Both DHCP and the failover protocol operate using the fundamental presumption that lease information has been synched to disk before making replies over the protocol wire. Therefore what is in the leases file is regarded as accurate and representative. So what can go wrong if DHCP is restarted with an innacurate (older) version of the leases file?
- Using an old lease state structure for an active lease could cause the server to expire it early upon restarting, and subsequently offer it to a different client, causing an IP address conflict and taking both clients off the network.
- In particular with Failover, the protocol channel does not resynch the lease database, it works on the assumption that the peer's recorded lease state hasn't changed unless there is a protocol level message adjusting state, so a "partially recovered" lease database actually creates lease database inconsistency between the peers.
If you are not in a failover situation, then you are at least better off having a partially recovered lease database than by starting with a completely empty database; it reduces the chances of addressing conflicts.
However, if you have a server failure and lose the most recent version of the leases file in a failover situation, then it's actually preferable to "fault" the lease database and rely on the partner to have maintained a complete database. The only downside this has on restart is having to wait through MCLT delays associated with that operation.

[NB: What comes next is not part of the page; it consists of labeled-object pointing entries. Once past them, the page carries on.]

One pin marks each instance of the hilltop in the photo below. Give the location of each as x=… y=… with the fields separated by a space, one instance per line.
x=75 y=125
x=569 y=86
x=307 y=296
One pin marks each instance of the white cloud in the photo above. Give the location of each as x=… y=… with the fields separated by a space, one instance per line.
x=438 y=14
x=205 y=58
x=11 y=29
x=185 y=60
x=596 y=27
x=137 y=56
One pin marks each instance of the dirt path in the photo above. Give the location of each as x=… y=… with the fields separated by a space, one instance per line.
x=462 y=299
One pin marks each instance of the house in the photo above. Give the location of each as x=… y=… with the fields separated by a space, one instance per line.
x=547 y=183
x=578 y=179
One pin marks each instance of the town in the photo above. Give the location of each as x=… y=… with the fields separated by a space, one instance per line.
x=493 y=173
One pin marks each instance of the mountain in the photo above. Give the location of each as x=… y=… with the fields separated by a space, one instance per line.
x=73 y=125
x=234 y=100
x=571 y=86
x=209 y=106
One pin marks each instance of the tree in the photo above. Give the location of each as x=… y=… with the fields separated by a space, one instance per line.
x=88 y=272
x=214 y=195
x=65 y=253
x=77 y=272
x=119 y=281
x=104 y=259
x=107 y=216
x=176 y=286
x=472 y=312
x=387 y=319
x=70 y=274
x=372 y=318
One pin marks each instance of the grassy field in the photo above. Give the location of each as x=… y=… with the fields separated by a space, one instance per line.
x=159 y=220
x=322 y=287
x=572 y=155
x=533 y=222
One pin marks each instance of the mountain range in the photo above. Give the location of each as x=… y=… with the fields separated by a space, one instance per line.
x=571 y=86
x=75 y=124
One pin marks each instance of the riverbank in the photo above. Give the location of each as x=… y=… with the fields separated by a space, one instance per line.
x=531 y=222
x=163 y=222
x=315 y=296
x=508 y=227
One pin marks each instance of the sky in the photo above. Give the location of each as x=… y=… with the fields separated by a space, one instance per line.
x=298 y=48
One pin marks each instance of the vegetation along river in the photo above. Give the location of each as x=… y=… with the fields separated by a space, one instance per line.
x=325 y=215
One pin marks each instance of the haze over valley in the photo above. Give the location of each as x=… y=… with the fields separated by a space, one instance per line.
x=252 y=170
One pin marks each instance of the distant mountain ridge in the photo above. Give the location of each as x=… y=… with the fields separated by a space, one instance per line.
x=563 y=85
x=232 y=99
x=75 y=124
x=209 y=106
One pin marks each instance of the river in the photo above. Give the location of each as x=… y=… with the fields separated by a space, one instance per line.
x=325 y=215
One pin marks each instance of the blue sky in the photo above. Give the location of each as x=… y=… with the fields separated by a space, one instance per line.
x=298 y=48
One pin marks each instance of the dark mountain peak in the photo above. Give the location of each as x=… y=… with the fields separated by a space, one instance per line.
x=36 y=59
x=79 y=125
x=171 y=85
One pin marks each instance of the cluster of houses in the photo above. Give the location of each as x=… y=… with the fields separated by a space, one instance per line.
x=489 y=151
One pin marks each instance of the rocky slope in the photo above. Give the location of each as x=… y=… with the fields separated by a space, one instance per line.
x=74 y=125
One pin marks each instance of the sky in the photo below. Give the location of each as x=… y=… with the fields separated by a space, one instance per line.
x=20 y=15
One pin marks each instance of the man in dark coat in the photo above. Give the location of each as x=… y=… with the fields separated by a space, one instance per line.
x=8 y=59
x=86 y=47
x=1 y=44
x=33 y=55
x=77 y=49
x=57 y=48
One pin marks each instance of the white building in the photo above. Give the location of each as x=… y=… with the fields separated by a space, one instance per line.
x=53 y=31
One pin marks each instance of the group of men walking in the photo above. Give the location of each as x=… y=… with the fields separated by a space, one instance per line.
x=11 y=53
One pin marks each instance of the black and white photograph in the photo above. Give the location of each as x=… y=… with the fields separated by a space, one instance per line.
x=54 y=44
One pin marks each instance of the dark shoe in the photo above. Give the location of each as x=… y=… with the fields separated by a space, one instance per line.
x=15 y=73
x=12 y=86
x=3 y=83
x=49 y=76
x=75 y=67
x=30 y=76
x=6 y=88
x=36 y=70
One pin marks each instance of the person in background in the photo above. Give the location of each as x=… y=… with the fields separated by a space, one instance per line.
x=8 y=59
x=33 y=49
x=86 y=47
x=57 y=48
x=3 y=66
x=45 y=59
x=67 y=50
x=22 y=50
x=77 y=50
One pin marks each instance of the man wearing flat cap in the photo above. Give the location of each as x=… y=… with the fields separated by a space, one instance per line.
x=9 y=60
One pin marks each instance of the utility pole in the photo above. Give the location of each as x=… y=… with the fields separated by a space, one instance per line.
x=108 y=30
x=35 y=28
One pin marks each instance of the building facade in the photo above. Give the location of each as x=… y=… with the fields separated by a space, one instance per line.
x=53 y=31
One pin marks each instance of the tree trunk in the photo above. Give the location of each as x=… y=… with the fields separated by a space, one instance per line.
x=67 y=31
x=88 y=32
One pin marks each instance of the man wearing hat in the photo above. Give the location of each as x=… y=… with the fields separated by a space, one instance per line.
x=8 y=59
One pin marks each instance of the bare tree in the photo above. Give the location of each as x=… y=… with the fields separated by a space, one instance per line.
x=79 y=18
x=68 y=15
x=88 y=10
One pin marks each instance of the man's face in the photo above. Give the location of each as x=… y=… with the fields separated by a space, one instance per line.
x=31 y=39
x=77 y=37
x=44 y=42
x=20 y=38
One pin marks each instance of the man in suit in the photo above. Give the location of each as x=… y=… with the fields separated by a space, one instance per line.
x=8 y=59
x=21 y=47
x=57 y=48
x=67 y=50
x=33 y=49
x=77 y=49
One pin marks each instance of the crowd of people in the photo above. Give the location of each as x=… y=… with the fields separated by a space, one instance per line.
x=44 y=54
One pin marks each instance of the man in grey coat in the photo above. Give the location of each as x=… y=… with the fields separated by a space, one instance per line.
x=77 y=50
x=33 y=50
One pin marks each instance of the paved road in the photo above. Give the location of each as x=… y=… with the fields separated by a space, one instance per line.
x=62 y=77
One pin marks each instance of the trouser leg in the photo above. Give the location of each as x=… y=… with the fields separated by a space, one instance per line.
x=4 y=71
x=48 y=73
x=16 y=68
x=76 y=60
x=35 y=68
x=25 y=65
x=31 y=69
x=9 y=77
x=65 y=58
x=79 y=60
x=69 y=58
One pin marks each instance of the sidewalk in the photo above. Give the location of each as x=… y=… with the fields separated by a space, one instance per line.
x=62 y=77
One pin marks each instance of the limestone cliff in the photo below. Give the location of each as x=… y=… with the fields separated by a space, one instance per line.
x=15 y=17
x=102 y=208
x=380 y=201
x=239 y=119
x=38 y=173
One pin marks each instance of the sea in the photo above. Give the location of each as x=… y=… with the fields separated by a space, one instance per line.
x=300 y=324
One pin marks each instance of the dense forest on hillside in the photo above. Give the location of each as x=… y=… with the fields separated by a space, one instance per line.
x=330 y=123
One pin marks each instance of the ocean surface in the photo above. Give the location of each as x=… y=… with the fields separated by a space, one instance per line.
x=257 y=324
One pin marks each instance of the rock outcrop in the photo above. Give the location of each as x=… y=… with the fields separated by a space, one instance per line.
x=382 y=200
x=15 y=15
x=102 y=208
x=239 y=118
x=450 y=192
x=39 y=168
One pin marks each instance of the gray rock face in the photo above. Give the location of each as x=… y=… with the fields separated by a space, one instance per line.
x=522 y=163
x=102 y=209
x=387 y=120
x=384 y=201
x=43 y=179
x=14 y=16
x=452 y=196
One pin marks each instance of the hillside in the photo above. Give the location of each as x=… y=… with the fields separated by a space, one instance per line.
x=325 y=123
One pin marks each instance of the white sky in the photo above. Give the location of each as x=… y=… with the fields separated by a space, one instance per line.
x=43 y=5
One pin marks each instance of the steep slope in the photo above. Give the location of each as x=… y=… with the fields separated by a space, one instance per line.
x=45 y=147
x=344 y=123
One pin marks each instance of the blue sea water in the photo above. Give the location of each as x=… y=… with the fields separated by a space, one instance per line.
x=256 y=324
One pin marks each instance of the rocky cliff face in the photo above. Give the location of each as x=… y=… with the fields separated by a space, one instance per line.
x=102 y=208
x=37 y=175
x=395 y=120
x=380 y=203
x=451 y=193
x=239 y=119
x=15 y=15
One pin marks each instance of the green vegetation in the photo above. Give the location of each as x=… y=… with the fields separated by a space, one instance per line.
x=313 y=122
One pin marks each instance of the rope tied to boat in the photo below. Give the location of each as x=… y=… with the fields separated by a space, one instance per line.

In a failover pair, this means restarting one of the pair with the leases file removed so that the restarting partner has to re-synchronise from scratch - this can take some time but it does ensure that there are no inconsistencies.
We would recommend the use of RAMdisk or other non-recoverable media for the lease database as a temporary measure only e.g. for diagnostic purposes only to confirm the source of a performance problem or bottleneck, or for an interim solution while waiting on the installation of battery-backed RAID or other sync-rate performance storage media.
Even then, for an interim solution, it might be preferable instead to raise the lease-time if that is administratively permitted (and won't needlessly starve the lease pools), as this willdirectly lower the load placed on the servers and may bring them below the the storage performance limit.